The story of the 2010 Delaware Republican senatorial nomination isn’t about Christine O’Donnell. It is about Mike Castle. Castle chose to take his party’s support base for granted and ended up losing to a candidate who should have been a joke. Castle didn’t need Karl Rove’s money. He needed to respect his voters by crafting an agenda that addressed their concerns. Moderate-to liberal Republicans have proven able to build agendas that appeal to conservative voters. Susan Collins in Maine was able to unify conservatives around her in 2008 by building her campaign around opposition to card check legislation. Scott Brown unified Massachusetts Republicans by building his campaign around opposition to tax increases, Obamacare, and civilian trials for terrorists.
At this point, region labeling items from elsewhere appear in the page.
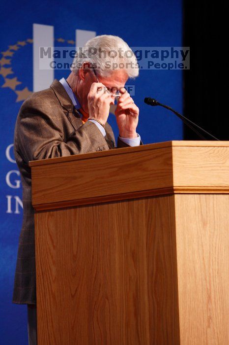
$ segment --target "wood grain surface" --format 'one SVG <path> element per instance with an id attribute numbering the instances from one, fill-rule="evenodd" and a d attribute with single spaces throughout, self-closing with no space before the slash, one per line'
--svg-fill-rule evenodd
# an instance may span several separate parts
<path id="1" fill-rule="evenodd" d="M 170 196 L 36 213 L 38 344 L 179 344 L 174 209 Z"/>
<path id="2" fill-rule="evenodd" d="M 229 344 L 229 195 L 175 195 L 180 341 Z"/>
<path id="3" fill-rule="evenodd" d="M 33 162 L 33 207 L 174 192 L 229 193 L 229 144 L 212 142 L 172 141 Z"/>

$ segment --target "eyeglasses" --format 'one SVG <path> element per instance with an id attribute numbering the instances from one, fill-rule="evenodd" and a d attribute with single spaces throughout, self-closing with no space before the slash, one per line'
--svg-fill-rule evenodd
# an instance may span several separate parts
<path id="1" fill-rule="evenodd" d="M 95 76 L 95 77 L 96 78 L 97 81 L 98 83 L 99 83 L 99 79 L 98 79 L 98 77 L 97 76 L 97 74 L 95 72 L 95 70 L 93 69 L 93 71 L 94 72 L 94 74 Z M 106 88 L 107 89 L 107 90 L 111 93 L 111 96 L 113 96 L 113 97 L 115 97 L 115 98 L 119 98 L 121 96 L 121 94 L 120 93 L 119 91 L 118 90 L 118 88 L 116 86 L 111 86 L 111 87 L 109 86 L 106 86 Z M 114 89 L 115 89 L 116 91 L 115 91 L 115 93 L 113 91 Z"/>

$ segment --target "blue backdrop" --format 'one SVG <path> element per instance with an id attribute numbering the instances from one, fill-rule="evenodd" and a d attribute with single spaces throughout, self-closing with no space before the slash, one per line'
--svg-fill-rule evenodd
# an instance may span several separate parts
<path id="1" fill-rule="evenodd" d="M 27 344 L 25 306 L 11 303 L 14 270 L 22 224 L 22 191 L 12 143 L 20 107 L 33 91 L 32 26 L 53 26 L 55 37 L 65 46 L 75 41 L 76 29 L 96 34 L 114 34 L 130 46 L 180 46 L 182 42 L 181 0 L 115 1 L 4 1 L 1 5 L 0 31 L 0 319 L 1 344 Z M 77 42 L 76 42 L 77 44 Z M 74 46 L 72 45 L 72 46 Z M 66 77 L 58 71 L 55 77 Z M 170 105 L 182 112 L 182 81 L 180 70 L 140 71 L 134 82 L 133 98 L 140 109 L 138 132 L 144 143 L 182 138 L 180 120 L 165 109 L 143 103 L 146 96 Z M 117 129 L 114 117 L 109 122 Z"/>

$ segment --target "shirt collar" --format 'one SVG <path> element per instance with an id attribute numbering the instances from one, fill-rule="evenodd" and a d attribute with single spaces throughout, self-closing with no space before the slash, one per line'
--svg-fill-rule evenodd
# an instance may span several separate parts
<path id="1" fill-rule="evenodd" d="M 63 86 L 64 87 L 66 92 L 67 92 L 67 94 L 71 99 L 71 100 L 73 103 L 75 108 L 77 110 L 80 109 L 81 107 L 81 105 L 80 104 L 80 102 L 78 100 L 76 96 L 75 95 L 74 93 L 71 89 L 67 81 L 64 78 L 62 78 L 60 80 L 59 80 L 59 81 L 61 84 L 62 84 Z"/>

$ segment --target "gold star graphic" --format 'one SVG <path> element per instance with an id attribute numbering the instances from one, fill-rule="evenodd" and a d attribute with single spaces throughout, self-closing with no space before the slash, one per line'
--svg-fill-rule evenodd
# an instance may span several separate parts
<path id="1" fill-rule="evenodd" d="M 0 69 L 0 74 L 5 78 L 8 74 L 12 74 L 13 72 L 12 70 L 12 67 L 9 67 L 8 69 L 5 68 L 4 67 L 1 67 Z"/>
<path id="2" fill-rule="evenodd" d="M 20 102 L 20 101 L 25 101 L 25 100 L 26 100 L 29 96 L 32 94 L 31 91 L 29 91 L 29 90 L 28 90 L 28 87 L 25 87 L 25 89 L 23 89 L 23 90 L 20 91 L 16 90 L 15 92 L 18 95 L 18 98 L 16 100 L 16 102 Z"/>
<path id="3" fill-rule="evenodd" d="M 24 47 L 24 45 L 26 45 L 26 41 L 18 41 L 18 42 L 17 42 L 17 44 L 21 45 L 22 47 Z"/>
<path id="4" fill-rule="evenodd" d="M 11 63 L 10 61 L 11 60 L 9 60 L 8 59 L 1 58 L 1 60 L 0 60 L 0 64 L 1 64 L 1 66 L 3 66 L 3 65 L 10 65 Z"/>
<path id="5" fill-rule="evenodd" d="M 11 52 L 10 50 L 7 50 L 6 52 L 1 52 L 1 54 L 3 56 L 12 56 L 14 52 Z"/>
<path id="6" fill-rule="evenodd" d="M 11 49 L 12 50 L 18 50 L 20 47 L 18 47 L 17 44 L 14 44 L 14 45 L 8 45 L 9 49 Z"/>
<path id="7" fill-rule="evenodd" d="M 5 83 L 1 85 L 1 87 L 9 87 L 12 90 L 15 90 L 17 85 L 22 83 L 21 81 L 18 81 L 17 79 L 17 77 L 12 79 L 5 78 Z"/>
Mike Castle wasted his time, his money, and the attention of Republican primary voters in his state. That is why he lost.

And what is Karl Rove going to do anyway? Is he going to drop six figure ad buys against every flake and freak who scrapes together the money to make it on a senatorial ballot next year? Establishment and moderate Republicans running in left-of-center constituencies don’t need Karl Rove’s help. They need to follow the Susan Collins and Scott Brown playbook for forming a broad center-to-right coalition within their state’s Republican party. That means addressing some of the policy priorities of conservatives and treating conservatives as allies rather than annoyances. Conservative donors should be able to put their money to more productive uses than helping Karl Rove buy a bigger house save us from future Christine O’Donnells.